ISSN 1470-3947 (print) | ISSN 1479-6848 (online)

Endocrine Abstracts (2019) 66 OC3.1 | DOI: 10.1530/endoabs.66.OC3.1

Using quality improvement methods to enhance HbA1c outcomes for newly diagnosed children and young people with diabetes

Frances Hanson, Tracey Stephenson, Jane Exall, Carol Bacon, Carole Gelder, Sarah Buggins & Callum Rodgers

Leeds Children’s Hospital, Leeds, UK

Introduction: There is increasing emphasis on stringent glycaemic control (HbA1c <48 mmol/mol) within the first year of diagnosis for all types of diabetes, to preserve metabolic memory and reduce future risk of sub-optimal diabetes outcomes. Retrospective data collected on two previous annual cohorts of children and young people (CYP) with diabetes revealed only 9% achieved the HbA1c < 48 mmol/mol target at 12 months post diagnosis despite initial HbA1c improvement until 6 months.

Aim: To achieve HbA1c<48 mmol/mol in 25% of patients and HbA1c <58 mmol/mol in 75% of patients at 12 months post diagnosis.

Method: A small staff representation from the wider multi-disciplinary team employed Quality Improvement processes focusing on improving HbA1c and self-management skills during the first year of diabetes care. Consensus from this group enabled intervention adoption by the wider CYP Diabetes Team. Interventions included a focused timeline from diagnosis, more frequent team contacts and clinic appointments, psychology led age specific new patient groups, earlier home downloading and data interpretation support and use of a digital education resource (DigiBete).
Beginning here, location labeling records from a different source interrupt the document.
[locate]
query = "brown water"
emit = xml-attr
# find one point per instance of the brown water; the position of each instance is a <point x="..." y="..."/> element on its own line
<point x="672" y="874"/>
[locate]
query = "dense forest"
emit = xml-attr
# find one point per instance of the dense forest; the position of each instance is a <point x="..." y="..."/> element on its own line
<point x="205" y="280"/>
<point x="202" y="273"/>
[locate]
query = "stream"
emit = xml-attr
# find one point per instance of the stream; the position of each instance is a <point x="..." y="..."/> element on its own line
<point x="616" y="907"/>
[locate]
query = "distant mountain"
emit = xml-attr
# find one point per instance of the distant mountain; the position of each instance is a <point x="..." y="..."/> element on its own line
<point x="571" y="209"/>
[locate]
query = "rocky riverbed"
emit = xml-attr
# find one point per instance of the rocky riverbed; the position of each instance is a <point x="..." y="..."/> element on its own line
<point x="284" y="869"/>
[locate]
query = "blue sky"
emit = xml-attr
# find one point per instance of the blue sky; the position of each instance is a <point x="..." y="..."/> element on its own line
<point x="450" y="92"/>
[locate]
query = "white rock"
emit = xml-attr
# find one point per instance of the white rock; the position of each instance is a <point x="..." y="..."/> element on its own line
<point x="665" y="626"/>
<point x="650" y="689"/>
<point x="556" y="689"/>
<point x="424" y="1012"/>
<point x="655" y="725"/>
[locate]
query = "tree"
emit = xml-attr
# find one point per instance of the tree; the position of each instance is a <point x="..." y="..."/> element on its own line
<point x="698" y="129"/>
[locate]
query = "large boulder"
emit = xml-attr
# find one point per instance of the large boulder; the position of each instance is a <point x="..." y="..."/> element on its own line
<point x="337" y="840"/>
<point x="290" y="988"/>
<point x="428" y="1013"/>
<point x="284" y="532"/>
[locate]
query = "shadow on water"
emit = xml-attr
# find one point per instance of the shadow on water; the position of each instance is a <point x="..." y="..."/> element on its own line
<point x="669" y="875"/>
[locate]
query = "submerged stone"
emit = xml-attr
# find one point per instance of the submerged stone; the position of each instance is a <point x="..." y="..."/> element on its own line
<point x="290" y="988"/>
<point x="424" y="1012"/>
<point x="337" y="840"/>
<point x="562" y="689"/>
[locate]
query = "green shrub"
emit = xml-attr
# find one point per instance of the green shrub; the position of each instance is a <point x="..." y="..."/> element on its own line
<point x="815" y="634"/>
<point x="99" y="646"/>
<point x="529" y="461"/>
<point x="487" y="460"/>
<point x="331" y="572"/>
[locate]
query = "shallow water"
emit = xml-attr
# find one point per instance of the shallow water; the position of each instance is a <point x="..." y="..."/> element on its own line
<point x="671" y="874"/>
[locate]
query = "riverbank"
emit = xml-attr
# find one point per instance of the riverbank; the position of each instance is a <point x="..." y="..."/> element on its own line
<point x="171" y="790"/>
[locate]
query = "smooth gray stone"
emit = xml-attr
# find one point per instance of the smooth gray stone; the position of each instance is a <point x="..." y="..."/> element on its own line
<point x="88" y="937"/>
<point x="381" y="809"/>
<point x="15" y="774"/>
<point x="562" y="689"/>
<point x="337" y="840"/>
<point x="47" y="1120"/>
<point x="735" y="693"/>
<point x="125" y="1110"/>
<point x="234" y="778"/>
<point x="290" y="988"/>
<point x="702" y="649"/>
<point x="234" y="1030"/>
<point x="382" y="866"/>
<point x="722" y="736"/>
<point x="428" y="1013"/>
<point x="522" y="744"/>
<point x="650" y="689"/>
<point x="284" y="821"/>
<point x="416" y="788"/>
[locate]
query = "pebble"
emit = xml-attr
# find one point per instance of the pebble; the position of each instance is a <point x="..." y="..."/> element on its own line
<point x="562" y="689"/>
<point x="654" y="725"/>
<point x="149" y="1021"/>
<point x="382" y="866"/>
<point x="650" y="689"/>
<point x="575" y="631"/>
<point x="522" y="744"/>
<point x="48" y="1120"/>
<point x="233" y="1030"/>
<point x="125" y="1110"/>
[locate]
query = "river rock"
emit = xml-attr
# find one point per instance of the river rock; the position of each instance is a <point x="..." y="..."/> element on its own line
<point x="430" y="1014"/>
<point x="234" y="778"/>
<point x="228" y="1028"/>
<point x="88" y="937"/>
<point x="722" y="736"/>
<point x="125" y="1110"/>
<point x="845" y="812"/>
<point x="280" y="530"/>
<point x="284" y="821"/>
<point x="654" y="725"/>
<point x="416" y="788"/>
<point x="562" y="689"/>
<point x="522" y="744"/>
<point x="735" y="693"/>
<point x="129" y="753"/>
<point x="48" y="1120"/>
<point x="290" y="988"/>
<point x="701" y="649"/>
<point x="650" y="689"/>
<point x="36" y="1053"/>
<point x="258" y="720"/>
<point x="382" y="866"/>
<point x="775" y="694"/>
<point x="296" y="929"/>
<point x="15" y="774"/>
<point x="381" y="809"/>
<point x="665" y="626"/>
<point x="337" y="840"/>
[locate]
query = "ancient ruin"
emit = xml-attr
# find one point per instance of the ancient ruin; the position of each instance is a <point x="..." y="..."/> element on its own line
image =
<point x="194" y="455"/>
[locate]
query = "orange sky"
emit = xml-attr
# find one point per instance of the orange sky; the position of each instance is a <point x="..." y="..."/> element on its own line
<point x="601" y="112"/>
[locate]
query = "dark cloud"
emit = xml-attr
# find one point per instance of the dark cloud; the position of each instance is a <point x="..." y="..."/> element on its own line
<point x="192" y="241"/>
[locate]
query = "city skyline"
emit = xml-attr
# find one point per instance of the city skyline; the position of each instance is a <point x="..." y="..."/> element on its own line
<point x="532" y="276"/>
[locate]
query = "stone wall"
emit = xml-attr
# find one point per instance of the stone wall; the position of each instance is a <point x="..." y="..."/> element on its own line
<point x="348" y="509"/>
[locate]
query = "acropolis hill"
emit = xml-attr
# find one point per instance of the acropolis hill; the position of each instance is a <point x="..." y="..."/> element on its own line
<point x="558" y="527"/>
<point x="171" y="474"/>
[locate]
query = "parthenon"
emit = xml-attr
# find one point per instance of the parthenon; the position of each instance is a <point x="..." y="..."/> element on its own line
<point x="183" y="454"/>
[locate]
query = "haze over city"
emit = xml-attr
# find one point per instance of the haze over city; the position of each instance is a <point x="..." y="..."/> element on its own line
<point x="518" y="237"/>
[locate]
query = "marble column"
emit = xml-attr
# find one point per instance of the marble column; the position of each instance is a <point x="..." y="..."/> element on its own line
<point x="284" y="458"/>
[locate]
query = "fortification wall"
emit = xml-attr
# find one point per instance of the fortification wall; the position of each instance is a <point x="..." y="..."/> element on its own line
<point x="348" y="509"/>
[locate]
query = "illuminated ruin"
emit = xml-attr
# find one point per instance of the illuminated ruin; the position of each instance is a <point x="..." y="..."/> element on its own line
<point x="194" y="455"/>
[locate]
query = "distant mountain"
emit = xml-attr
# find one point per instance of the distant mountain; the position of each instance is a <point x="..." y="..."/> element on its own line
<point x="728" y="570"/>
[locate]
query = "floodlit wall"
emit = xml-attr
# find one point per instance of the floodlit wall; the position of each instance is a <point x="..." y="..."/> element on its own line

Real time data collection highlighted those patients not achieving HbA1c targets and facilitated more intensive team support.
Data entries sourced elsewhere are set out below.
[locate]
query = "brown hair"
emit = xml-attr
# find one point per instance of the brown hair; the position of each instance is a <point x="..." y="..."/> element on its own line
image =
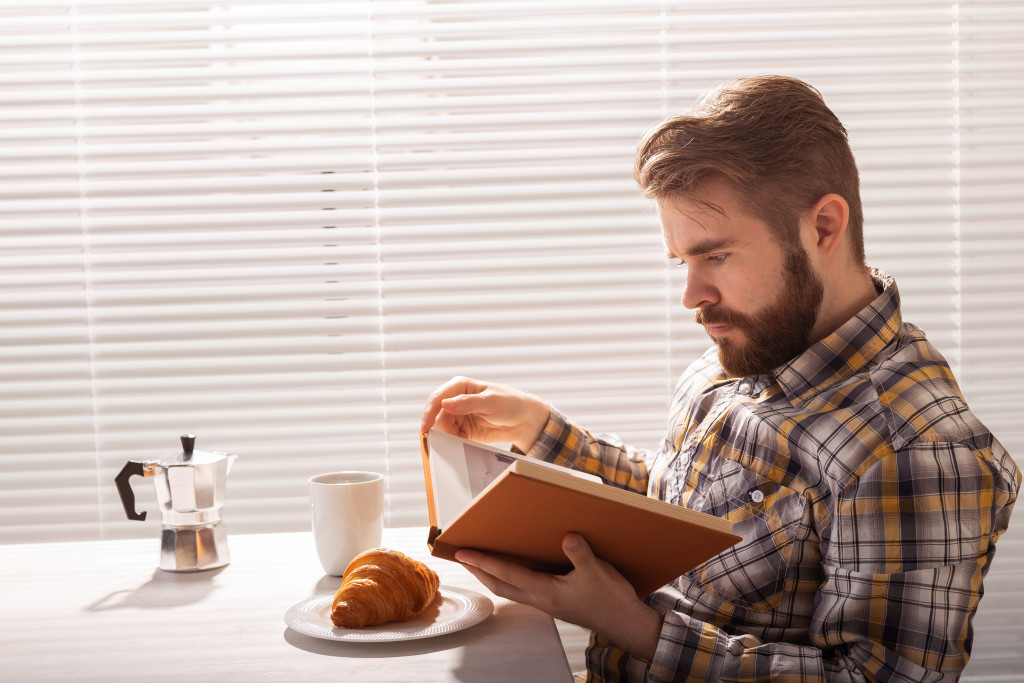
<point x="772" y="137"/>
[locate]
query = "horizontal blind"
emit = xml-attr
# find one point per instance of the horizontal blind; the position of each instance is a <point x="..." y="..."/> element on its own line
<point x="281" y="225"/>
<point x="990" y="194"/>
<point x="189" y="245"/>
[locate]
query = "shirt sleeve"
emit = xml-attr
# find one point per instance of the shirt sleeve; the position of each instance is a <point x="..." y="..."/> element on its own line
<point x="563" y="442"/>
<point x="903" y="558"/>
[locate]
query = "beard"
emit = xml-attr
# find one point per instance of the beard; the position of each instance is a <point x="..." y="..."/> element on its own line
<point x="778" y="332"/>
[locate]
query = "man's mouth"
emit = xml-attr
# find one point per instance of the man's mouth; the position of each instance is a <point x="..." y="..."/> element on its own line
<point x="718" y="330"/>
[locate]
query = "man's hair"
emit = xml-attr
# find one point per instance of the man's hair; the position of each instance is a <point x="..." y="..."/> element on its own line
<point x="773" y="138"/>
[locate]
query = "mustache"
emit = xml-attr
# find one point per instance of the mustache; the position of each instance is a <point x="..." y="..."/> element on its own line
<point x="720" y="316"/>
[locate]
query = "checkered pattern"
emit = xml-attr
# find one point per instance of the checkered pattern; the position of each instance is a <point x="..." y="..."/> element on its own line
<point x="868" y="496"/>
Results: HbA1c data from 34 new patients, aged 1–18 years, was compared with two previous patient cohorts (2015/2016 and 2016/2017). Significant improvement was demonstrated across all data collection points. At 12 months post diagnosis, the percentage of patients achieving HbA1c < 48 mmol/mol increased from 9% to 31% whereas those achieving HbA1c < 58 mmol/mol increased from 46% to 69%.

Conclusion: Project success has resulted from a dedicated multi-disciplinary team with frequent and focused time-limited QI meetings, adoption of a ‘fail fast’ approach and regular review of real time data. The appointment of a QI champion was essential. More intensive early family support and increasing consistency using the timeline have contributed to improved outcomes in the new patient cohort. This is now being embedded as ‘routine practice’ within the wider team. Resources to support and empower families to interpret their own data and confidently make insulin adjustments between clinic visits will continue to be developed.